The other option, hairspray, should be sprayed with the glass away from the machine as the spray can act as a glue for dust on the internal rails.
So glue is usually your safer bet, but you will have to experiment a bit with how you put it on and how much, as too much can make clumping of glue and won't make for good first layer adhesion. It's easiest to put the glue on when the bed is cool, because if done when warm it will melt the glue and make for too much glue being put down. You should just lightly see the layer of glue on the glass when done applying it. The hairspray however, is much more forgiving when applying it as all you need to do is give the glass a good cover coat.
It's also best to shake or fan the glass to air dry a bit before putting it onto a heated bed.
This method is what we have come to do as our basic setup for most printing. Hhowever, I wanted to quote some stuff from the Taulman3D site as it slightly differs in that they say you can use plain glass and other dry surfaces. We have not tried that ourselves as we tend to use the glue out of habit now since it works so well.

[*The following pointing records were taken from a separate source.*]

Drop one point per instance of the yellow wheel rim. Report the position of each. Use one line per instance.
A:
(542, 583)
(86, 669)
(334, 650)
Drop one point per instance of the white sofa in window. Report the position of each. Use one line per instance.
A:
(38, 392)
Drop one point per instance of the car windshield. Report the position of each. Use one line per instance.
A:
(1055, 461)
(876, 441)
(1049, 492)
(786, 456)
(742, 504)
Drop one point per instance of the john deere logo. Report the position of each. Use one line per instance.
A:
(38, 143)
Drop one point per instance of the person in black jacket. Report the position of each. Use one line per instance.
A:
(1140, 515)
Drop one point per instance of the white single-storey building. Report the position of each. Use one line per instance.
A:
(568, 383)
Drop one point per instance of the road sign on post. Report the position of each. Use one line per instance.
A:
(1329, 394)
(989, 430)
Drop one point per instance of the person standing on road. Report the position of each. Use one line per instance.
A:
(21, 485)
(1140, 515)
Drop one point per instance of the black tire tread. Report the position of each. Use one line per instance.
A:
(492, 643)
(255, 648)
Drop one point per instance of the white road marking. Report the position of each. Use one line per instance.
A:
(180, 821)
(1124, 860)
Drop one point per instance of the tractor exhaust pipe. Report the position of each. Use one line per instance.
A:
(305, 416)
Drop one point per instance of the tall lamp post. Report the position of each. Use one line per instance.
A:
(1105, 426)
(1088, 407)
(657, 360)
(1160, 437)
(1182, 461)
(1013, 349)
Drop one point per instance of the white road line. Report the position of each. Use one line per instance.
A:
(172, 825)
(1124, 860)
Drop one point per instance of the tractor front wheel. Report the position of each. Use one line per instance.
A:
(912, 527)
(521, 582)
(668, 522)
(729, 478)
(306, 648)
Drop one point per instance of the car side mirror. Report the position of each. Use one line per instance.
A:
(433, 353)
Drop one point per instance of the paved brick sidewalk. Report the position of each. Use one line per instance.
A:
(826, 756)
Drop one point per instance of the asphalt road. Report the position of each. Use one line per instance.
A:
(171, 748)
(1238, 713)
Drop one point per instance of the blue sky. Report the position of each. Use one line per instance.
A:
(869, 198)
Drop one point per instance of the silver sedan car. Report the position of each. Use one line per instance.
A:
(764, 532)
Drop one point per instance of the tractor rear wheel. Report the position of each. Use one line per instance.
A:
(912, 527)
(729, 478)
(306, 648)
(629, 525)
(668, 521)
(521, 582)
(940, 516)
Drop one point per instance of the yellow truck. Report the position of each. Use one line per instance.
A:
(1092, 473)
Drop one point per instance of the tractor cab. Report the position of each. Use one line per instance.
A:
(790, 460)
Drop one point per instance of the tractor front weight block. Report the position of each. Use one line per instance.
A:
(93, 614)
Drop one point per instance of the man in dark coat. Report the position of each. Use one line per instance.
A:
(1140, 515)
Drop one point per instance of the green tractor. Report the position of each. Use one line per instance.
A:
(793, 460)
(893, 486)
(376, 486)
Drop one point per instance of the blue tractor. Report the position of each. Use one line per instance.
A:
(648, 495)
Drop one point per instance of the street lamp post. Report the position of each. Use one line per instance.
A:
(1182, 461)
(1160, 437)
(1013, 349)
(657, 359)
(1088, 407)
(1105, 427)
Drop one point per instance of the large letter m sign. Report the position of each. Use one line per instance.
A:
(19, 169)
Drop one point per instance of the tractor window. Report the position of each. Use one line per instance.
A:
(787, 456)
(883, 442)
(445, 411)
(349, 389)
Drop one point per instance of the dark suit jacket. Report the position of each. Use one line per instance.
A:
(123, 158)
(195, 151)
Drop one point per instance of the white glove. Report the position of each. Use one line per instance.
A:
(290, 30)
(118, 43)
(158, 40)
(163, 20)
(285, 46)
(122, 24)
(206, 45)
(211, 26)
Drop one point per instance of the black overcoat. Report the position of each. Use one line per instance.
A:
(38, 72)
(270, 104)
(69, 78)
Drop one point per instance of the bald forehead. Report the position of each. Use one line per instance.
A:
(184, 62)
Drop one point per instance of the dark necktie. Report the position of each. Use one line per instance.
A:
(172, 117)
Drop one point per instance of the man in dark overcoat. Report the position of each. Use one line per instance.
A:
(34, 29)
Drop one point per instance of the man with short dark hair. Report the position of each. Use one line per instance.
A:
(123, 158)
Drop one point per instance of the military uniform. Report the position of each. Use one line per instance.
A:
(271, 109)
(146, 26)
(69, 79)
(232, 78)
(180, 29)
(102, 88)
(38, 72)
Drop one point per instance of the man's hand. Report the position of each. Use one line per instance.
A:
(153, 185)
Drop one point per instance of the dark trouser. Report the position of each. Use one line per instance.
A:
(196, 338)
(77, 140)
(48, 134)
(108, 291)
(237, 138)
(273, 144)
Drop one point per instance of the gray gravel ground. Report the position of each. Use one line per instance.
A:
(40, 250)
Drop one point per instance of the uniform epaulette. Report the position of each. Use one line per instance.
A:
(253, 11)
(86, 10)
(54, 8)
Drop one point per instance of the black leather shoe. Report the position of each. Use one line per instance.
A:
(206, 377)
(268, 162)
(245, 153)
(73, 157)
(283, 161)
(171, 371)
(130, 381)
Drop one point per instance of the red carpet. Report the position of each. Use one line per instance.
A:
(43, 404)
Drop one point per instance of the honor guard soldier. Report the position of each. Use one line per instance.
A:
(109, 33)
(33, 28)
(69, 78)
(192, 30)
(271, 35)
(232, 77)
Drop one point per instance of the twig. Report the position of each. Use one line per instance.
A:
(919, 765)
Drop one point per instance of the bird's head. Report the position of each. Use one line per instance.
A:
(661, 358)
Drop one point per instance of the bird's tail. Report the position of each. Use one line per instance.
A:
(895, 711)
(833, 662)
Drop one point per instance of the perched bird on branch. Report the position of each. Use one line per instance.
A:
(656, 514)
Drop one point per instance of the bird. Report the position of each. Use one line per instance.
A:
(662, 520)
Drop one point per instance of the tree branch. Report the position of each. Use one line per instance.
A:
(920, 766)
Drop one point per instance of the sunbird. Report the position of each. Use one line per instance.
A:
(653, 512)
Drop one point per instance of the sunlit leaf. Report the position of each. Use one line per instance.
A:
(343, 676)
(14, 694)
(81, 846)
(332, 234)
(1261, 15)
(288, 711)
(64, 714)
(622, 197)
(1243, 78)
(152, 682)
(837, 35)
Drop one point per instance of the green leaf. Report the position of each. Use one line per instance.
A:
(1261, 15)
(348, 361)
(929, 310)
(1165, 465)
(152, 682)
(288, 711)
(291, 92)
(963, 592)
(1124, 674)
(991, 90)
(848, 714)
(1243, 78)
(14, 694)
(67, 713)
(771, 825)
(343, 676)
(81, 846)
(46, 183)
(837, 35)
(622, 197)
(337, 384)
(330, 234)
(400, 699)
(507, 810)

From the Taulman3D website:
"Temperature - Optimum temperature is about 212C to 224C, but will print down to 207C and up to about 235C.
NOTE: A feature of T-glase was to select a polymer that easily sticks to heated acrylic and glass print tables for the smoothest bottom surface possible."
"Shrinkage - Very low shrinkage makes printing large flat surfaces a breeze. And it easily prints to acrylic, glass, Kapton and other platforms."
This article was published on Monday 01 September, 2014.